Perhaps, Christophe, how can we improve this multidisciplinary coordination? How can we take account of referral systems to make sure that our patients are able to access and benefit from perioperative immune checkpoint inhibitors when they're diagnosed with locally advanced head and neck cancer?
Dr. Le Tourneau:
So pembrolizumab has been approved by the FDA in June this year, and hopefully the European approval will come very soon. Pembrolizumab in the perioperative setting does not belong to the guidelines right now because it's so close to the FDA approval, but that will certainly come very soon, and especially in the NCCN Guidelines and in the ESMO guidelines in October.

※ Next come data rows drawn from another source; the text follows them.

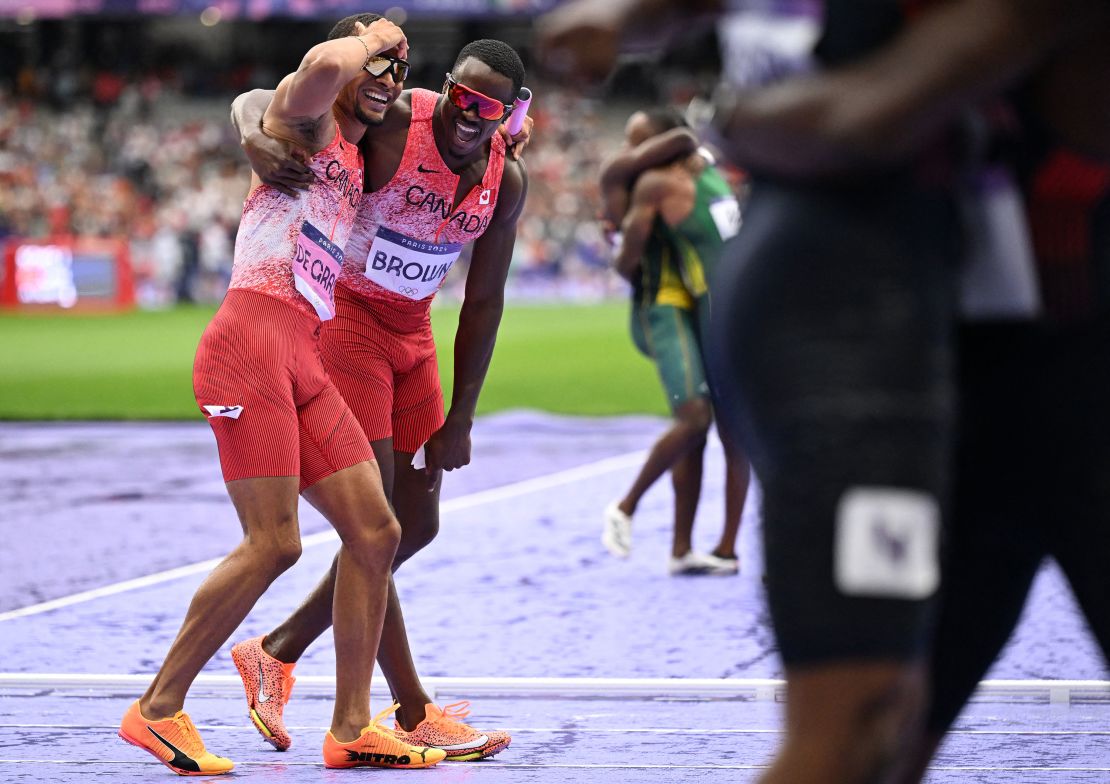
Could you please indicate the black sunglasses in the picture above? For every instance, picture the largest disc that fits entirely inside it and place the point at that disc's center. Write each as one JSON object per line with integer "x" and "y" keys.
{"x": 466, "y": 97}
{"x": 382, "y": 63}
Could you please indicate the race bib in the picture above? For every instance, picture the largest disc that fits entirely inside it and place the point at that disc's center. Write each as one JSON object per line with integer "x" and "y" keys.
{"x": 315, "y": 268}
{"x": 726, "y": 214}
{"x": 411, "y": 268}
{"x": 999, "y": 279}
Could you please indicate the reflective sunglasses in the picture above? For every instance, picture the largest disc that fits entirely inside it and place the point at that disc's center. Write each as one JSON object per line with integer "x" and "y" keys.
{"x": 383, "y": 63}
{"x": 464, "y": 98}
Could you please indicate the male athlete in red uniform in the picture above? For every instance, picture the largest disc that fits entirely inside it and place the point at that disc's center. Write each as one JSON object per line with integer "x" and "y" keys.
{"x": 437, "y": 178}
{"x": 280, "y": 423}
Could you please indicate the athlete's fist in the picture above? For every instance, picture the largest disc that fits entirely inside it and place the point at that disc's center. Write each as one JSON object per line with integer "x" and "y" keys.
{"x": 381, "y": 36}
{"x": 447, "y": 449}
{"x": 279, "y": 163}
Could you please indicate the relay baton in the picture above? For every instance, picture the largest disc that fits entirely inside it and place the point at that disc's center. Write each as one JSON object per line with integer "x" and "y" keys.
{"x": 520, "y": 111}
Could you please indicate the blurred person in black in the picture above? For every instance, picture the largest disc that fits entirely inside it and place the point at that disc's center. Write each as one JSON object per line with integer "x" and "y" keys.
{"x": 916, "y": 322}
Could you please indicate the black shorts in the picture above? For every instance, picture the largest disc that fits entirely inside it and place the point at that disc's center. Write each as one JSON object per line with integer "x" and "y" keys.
{"x": 831, "y": 343}
{"x": 1032, "y": 480}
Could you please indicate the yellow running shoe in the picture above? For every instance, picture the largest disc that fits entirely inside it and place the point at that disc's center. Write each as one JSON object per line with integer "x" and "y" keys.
{"x": 173, "y": 741}
{"x": 442, "y": 727}
{"x": 268, "y": 684}
{"x": 377, "y": 747}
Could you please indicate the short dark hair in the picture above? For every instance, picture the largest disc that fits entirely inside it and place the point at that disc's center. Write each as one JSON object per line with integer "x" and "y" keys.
{"x": 664, "y": 119}
{"x": 345, "y": 26}
{"x": 496, "y": 54}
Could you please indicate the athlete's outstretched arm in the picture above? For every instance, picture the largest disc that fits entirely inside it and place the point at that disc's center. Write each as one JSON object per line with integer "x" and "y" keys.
{"x": 301, "y": 109}
{"x": 886, "y": 107}
{"x": 483, "y": 304}
{"x": 636, "y": 227}
{"x": 619, "y": 172}
{"x": 278, "y": 162}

I think discussing patients in tumor boards, as we mentioned already, will be key. And this is something that is broadly done in big centers, I would say, around the globe.
But now there’s a proportion of patients who get surgery for this kind of locally advanced head and neck squamous cell carcinoma in smaller centers or in private institutions where sometimes tumor boards are less effective, if I can say. So I think it will be critical to really organize a way to discuss these patients in a tumor board with the radiation oncologist, the medical oncologist, or the clinician oncologist and the surgeons so that none of the patients misses the opportunity to give immunotherapy if they are eligible for immunotherapy.
So what we want at the end is that patients get the best treatment. And for that, the coordination is key, and we probably need to improve that, especially in countries where some of the patients get surgery in smaller centers without the discussion in tumor boards.
Dr. Harrington:
Well, that's all we have time for today. So I want to thank our audience for listening. And I want to thank you, Dr. Le Tourneau, for joining me and sharing all of your valuable insights.
Dr. Le Tourneau:
Thanks, Dr. Harrington, for this very nice discussion.